Was she supposed to be working right now? She must be. That was the only explanation for the way Adrienne went still, like a frightened rabbit, gazing unblinkingly as her boss approached.
Christian didn’t seem pleased to find Adrienne standing there. “Ms. Dowling!” he barked. “Shouldn’t you be in your magical workshop, coming up with some tasty treats for later?”
“Um,” Adrienne began. Her gaze darted to me. “Uh—”
Christian’s abrupt clap made her jump. “Yes! Get on it!”
“I’m sorry,” she mumbled. “I’ll leave right now.”
As Christian turned to his retreat guests—presumably making sure they’d witnessed his masterful employer-employee relations—Adrienne caught my arm again.

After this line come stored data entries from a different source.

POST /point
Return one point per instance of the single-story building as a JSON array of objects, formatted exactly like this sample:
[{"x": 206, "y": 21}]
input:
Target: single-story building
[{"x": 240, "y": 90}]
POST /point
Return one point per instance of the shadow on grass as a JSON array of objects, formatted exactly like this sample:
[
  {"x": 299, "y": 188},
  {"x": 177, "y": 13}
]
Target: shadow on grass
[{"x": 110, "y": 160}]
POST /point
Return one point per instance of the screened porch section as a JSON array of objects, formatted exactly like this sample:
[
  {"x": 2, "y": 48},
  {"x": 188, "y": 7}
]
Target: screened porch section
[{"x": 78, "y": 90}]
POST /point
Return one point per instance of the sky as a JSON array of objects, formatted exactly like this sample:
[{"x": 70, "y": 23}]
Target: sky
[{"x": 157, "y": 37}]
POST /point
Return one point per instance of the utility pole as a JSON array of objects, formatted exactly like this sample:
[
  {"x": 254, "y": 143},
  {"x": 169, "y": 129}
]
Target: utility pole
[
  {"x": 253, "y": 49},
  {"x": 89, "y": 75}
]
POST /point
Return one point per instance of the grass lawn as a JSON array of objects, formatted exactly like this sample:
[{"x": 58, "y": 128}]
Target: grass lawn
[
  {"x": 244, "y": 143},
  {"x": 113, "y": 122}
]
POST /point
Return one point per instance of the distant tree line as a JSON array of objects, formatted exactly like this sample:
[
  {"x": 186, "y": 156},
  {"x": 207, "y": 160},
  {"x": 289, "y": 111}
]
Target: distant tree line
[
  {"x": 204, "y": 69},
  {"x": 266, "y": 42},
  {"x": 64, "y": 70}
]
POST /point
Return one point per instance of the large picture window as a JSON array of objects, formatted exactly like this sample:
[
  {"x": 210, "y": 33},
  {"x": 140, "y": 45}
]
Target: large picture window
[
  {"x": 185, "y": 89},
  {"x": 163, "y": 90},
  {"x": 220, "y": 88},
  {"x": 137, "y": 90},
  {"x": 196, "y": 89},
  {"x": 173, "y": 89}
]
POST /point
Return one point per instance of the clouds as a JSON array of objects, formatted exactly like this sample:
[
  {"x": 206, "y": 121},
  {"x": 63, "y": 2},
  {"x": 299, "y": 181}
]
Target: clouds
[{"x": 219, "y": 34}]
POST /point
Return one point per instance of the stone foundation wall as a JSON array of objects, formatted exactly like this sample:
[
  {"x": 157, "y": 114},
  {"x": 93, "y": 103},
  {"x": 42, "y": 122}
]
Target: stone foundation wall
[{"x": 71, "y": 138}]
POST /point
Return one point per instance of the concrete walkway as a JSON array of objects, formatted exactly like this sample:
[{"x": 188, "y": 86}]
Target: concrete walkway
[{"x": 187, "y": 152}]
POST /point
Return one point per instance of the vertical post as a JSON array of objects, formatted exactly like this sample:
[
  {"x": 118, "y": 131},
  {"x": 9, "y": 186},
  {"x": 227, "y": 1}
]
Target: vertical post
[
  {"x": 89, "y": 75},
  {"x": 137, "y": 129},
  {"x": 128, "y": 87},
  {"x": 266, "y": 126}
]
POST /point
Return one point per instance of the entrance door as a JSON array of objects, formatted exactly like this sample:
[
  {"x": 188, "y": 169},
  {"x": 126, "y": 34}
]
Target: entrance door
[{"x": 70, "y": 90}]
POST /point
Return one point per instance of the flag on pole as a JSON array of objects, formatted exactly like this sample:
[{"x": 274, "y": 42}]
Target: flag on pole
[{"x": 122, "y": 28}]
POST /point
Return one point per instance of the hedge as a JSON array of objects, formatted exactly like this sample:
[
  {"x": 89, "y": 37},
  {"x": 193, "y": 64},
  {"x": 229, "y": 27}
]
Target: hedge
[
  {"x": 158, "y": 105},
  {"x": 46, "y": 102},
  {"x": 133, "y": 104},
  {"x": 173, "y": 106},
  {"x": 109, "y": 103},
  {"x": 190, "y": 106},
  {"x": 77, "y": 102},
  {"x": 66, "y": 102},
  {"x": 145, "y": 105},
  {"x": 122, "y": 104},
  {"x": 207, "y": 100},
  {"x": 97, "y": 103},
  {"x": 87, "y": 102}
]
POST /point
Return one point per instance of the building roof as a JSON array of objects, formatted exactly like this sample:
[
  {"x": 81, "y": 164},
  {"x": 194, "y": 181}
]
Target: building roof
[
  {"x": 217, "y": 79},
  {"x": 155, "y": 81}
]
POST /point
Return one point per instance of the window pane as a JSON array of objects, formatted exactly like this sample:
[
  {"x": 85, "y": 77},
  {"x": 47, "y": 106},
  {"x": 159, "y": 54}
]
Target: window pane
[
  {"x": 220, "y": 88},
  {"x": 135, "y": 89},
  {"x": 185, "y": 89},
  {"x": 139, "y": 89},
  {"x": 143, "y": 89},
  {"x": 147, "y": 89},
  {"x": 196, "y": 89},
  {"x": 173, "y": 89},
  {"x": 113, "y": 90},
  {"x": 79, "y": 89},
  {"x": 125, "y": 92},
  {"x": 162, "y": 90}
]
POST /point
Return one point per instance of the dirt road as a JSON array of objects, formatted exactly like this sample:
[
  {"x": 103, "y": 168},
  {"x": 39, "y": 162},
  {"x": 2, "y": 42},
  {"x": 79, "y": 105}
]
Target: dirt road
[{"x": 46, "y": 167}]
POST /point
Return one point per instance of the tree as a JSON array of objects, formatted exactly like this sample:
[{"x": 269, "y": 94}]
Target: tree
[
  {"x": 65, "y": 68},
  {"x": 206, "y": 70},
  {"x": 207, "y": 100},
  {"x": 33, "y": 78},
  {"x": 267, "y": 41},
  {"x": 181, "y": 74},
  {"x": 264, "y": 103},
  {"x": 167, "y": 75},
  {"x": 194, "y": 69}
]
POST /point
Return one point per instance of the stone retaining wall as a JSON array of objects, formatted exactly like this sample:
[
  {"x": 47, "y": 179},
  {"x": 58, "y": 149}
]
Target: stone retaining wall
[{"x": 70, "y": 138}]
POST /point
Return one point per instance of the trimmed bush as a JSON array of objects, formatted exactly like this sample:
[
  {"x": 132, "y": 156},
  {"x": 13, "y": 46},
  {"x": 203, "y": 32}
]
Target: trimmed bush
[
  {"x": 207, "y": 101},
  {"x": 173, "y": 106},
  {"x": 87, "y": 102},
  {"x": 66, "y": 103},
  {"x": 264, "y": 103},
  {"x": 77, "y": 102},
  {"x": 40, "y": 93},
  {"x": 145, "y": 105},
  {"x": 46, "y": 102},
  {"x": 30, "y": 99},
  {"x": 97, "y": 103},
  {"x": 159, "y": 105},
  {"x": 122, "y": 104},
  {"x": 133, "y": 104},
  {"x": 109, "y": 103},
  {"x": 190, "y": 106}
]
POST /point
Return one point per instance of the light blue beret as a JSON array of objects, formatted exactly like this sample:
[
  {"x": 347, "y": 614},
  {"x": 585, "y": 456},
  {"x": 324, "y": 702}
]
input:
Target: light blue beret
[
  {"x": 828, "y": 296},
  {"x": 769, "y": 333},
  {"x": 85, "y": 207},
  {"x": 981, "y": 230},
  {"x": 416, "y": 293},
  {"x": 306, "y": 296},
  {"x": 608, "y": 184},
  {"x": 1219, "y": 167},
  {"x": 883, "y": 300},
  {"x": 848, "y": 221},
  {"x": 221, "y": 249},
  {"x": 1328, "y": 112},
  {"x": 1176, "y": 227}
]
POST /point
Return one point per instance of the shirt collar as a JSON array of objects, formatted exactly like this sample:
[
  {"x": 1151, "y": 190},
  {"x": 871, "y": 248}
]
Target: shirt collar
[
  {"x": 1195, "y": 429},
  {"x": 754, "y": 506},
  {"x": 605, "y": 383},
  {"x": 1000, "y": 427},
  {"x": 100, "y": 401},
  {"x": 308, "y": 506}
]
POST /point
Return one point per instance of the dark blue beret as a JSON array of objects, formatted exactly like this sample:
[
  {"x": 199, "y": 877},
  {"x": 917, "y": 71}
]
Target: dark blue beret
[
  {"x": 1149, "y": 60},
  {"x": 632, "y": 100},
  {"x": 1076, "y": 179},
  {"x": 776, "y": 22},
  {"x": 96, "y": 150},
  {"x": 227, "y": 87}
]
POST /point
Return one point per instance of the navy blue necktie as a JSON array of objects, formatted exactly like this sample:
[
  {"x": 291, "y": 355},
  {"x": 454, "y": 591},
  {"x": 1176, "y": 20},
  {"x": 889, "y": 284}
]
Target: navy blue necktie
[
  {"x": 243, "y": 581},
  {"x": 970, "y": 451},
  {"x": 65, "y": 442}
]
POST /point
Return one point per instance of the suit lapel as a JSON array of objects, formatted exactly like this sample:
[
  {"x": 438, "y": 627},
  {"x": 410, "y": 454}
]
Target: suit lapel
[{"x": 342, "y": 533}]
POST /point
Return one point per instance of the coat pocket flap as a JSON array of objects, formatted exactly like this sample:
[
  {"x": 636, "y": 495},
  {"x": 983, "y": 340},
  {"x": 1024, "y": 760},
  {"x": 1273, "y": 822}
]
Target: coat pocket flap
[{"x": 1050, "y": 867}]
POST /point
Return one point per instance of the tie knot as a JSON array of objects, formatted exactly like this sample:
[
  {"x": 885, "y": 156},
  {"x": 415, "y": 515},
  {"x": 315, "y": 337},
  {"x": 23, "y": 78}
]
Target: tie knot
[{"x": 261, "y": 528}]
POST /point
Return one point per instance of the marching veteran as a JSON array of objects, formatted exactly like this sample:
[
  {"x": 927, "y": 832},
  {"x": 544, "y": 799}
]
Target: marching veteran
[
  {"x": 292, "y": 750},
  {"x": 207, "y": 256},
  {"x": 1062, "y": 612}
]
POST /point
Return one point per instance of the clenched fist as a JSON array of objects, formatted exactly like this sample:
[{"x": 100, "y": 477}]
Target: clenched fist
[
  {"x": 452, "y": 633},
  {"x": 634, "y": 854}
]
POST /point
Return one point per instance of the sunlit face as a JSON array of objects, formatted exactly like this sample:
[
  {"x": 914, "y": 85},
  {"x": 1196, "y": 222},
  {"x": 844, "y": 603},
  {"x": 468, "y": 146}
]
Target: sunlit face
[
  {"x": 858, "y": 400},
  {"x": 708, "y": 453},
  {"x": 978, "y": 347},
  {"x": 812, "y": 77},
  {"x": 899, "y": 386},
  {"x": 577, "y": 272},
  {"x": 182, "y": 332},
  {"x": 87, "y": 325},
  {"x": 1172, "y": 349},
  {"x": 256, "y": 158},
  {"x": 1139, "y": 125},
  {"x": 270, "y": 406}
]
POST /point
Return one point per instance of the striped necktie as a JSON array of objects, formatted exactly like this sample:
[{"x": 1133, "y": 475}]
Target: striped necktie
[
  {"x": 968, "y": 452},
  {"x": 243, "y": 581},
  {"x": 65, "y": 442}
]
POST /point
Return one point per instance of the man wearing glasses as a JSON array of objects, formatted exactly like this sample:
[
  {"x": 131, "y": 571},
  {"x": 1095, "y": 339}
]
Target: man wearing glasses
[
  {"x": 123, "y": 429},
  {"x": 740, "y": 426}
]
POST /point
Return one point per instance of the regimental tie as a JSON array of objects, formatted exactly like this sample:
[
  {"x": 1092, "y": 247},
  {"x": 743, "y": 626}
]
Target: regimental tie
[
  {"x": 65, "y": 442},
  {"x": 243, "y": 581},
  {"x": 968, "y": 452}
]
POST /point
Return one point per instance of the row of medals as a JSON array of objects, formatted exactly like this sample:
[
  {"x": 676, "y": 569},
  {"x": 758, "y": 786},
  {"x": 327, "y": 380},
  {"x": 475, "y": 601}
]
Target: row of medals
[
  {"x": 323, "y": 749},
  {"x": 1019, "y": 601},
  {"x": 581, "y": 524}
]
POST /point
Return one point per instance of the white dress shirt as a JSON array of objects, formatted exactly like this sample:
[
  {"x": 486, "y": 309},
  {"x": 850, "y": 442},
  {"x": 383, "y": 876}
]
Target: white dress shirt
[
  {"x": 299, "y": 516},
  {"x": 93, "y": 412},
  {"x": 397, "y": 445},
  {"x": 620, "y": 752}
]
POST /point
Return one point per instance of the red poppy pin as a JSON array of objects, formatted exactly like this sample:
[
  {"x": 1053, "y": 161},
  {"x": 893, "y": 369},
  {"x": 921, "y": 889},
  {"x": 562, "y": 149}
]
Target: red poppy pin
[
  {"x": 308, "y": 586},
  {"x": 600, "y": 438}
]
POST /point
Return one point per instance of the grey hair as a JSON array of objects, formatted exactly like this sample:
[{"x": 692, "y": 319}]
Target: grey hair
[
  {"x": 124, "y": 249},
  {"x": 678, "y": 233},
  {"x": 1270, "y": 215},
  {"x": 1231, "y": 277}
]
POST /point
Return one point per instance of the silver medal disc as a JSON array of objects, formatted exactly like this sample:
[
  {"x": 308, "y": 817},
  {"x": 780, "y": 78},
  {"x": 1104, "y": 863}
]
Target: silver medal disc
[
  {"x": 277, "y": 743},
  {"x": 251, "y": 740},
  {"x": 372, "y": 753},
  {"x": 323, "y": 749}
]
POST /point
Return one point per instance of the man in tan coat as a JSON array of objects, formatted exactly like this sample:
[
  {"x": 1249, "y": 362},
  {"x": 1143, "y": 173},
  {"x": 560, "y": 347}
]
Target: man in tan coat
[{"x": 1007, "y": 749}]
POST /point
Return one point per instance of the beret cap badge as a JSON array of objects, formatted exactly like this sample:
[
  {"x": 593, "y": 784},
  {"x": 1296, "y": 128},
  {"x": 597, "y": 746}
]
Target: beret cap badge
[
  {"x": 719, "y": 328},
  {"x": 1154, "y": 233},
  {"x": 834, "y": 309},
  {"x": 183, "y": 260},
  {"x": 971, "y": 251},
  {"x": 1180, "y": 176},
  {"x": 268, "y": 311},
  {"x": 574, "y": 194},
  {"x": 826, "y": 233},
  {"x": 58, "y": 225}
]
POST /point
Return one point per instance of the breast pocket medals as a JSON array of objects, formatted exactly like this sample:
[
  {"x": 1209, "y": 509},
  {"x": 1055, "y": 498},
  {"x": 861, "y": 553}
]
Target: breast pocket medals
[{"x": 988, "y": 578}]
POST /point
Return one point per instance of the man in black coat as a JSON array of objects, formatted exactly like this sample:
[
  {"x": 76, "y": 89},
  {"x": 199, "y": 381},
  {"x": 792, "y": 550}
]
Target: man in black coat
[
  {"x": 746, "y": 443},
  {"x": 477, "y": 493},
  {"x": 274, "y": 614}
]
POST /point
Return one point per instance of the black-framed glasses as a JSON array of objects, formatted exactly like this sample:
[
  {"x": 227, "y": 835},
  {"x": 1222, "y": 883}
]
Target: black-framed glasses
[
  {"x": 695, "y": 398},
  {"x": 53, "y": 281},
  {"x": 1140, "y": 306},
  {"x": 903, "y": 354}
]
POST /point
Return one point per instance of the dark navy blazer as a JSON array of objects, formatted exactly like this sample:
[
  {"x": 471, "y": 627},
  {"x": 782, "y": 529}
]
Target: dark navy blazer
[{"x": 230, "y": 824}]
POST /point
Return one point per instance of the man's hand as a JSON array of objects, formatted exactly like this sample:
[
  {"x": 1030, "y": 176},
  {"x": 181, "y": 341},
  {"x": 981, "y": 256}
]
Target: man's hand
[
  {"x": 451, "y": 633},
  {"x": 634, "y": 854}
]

Her intent expression riveted me.
“Take this.” She whispered the words harshly, shoving a thick rectangular item at my midsection. “Please, Hayden. Take it! I can’t let Christian have it. Just . . . keep it safe for me, okay?” Her fearful gaze zipped to her boss. “I’ll get it later.”
Dumbfounded, I accepted it. It was a notebook, I saw after a hasty downward glance, not much different from my favorite Moleskine number. It was the kind of thing pastry chefs (for instance) and chocolatiers typically use to track recipe ideas and formulas. It had to contain years’ worth of work, judging by the heft of it. Nodding, I bundled it close.
The whole exchange took maybe fifteen seconds. Ten seconds after that, Adrienne had scurried up the lawn toward the hotel.
Mr. Yellow T-shirt watched her leave. Just like Danny, he was too late. You missed your chance, buddy, I told him with a regretful mental shrug. You just let a great woman slip away.
Christian’s next bellow roared into my consciousness.
“What about you, Hayden?” He transferred his gaze from Adrienne’s former location, which—if looks could start fires—would have been a blazing inferno. “Isn’t there something you’re supposed to be working on right now, too?”
He had to mean my report about Lemaître’s operations, I realized. But he couldn’t come out and say so in mixed company—not without letting on that he had used my consulting services. Moments ago, he’d sworn he never had.
But he still wanted to needle me about my report?
Christian Lemaître had a lot of nerve. He was a bully.
Determined not to be
as easily cowed as poor Adrienne, I held my ground. Calmly, I tucked away Adrienne’s notebook into my crossbody bag for safekeeping, just as though it were mine.
Butter wouldn’t melt in my mouth when I smiled at him.
“Right now, I’m just enjoying your hospitality,” I said.
Christian nodded at me. “Well, enjoy it while you can.”
Even nonchalantly said, that statement sounded like a threat. Maybe Christian Lemaître wasn’t as laid-back about deadlines as he’d claimed to be, I realized. But I was stuck.
“I’m dying to know about that fascinating assignment you were working on. You know the one,” Christian persisted while waggling his brows, obviously intending to carry on some sort of double-coded conversation with me while his otherwise clueless guests looked on. Maybe he enjoyed messing with people that way. “Did you ever find out exactly what the problems were?” Eager to appear the expert, Christian turned to a bystander and confided, “Hayden is an absolute whiz at what she does. She’s unstoppable.”
At the fringes of the group, Nina Wheeler narrowed her eyes at him. Evidently, the PR rep wasn’t any more fond of her boss’s antics than I was. Although Nina didn’t intervene—I wouldn’t have, either, to be honest—she did cast me a speculative glance.
I nodded at her in shared understanding. You’re right, my nod said. You’re not crazy—Christian is acting weird. I’d worked for my share of annoying bosses, and I knew it wasn’t fun. Sometimes it was necessary, though. That was apparently the position that stressed-out Nina was in. I felt relieved that someone besides me appeared to recognize what was really going on here.
I’d barely completed that thought before Nina left the group. Probably, she was going to comfort Adrienne, I figured. I was glad someone was. Right now, I was trapped. Christian hadn’t paid me for the work I’d (almost) completed. Although I had the money in my trust fund for a fallback, I had a reputation to maintain.